I shot very poorly a week or so ago at a local match. Something had to be up, I suspected the sights had gotten out of wack. When I took the handgun to the range and shot it off bags at 15 yds, the next day, I could not hit a 9" pie plate. Looked like a load of buckshot! Turns out my plated bullets were the culprit.

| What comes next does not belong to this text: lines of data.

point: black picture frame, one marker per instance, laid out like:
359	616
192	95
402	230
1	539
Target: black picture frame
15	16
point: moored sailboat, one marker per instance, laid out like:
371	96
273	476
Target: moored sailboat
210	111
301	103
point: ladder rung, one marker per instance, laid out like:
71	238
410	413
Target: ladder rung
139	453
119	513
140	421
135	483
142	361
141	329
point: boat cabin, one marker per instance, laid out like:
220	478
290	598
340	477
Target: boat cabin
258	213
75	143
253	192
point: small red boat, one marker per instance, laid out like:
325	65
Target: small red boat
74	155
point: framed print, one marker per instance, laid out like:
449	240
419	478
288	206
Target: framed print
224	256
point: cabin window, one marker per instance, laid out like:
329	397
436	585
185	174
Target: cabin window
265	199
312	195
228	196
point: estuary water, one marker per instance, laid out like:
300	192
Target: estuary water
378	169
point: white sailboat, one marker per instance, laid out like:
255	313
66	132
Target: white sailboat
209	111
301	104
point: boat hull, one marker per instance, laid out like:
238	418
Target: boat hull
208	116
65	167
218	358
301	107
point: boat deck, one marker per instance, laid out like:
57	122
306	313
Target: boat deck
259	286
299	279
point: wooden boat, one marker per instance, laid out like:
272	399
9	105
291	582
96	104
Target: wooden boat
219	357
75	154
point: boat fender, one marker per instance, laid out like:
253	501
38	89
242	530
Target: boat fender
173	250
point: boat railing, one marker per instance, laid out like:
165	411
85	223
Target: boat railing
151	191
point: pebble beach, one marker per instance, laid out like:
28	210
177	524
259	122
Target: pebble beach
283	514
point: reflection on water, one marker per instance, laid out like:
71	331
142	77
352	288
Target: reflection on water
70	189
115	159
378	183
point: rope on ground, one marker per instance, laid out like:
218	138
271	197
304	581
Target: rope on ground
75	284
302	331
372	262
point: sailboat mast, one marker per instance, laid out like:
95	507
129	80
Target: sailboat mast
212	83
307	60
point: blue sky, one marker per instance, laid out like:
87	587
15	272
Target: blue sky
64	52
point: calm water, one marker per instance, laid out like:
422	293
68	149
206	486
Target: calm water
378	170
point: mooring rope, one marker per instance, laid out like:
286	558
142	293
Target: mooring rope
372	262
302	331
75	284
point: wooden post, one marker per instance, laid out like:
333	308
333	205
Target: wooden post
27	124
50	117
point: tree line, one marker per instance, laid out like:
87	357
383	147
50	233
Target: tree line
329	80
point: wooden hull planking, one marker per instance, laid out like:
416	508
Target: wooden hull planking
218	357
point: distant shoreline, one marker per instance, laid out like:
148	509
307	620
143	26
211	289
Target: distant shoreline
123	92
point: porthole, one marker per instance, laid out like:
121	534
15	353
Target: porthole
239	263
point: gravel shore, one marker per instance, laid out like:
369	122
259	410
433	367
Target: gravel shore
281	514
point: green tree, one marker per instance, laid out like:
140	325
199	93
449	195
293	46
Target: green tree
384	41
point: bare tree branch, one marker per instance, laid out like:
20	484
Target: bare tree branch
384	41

True jacketed ammo shot just fine. Perhaps Fiocchi has loaded some ammo with undersized slugs or some other glitch.
 
From what I've read, the OP is an experienced SA revolver shooter, tried three different types of ammo, shot both freehand and off a rest and even at the short distance of 15 yards, could not hit the inside of a barn with the new Ruger, but shot well with another revolver. I'm gonna bet it's an issue with the gun and trying all the ammo in the world is not going to solve the problem. While revolvers can be finicky about ammo, FME, at 15 yards, the gun should at least pattern with one of the three the OP tried.
 
The only other possibility that hasn't been explored (unless I missed it) is if you shot the 38sp lead loads first, and they were undersized, causing severe leading of the bore.

After that, not much of anything will shoot right.... (ask me how I know :rolleyes:)

Although, that is really bad grouping for 15yds.... I'm not sure if severe leading can cause it to be THAT bad.

If the bore isn't heavily leaded, I would send it back to Ruger... something is definitely wrong.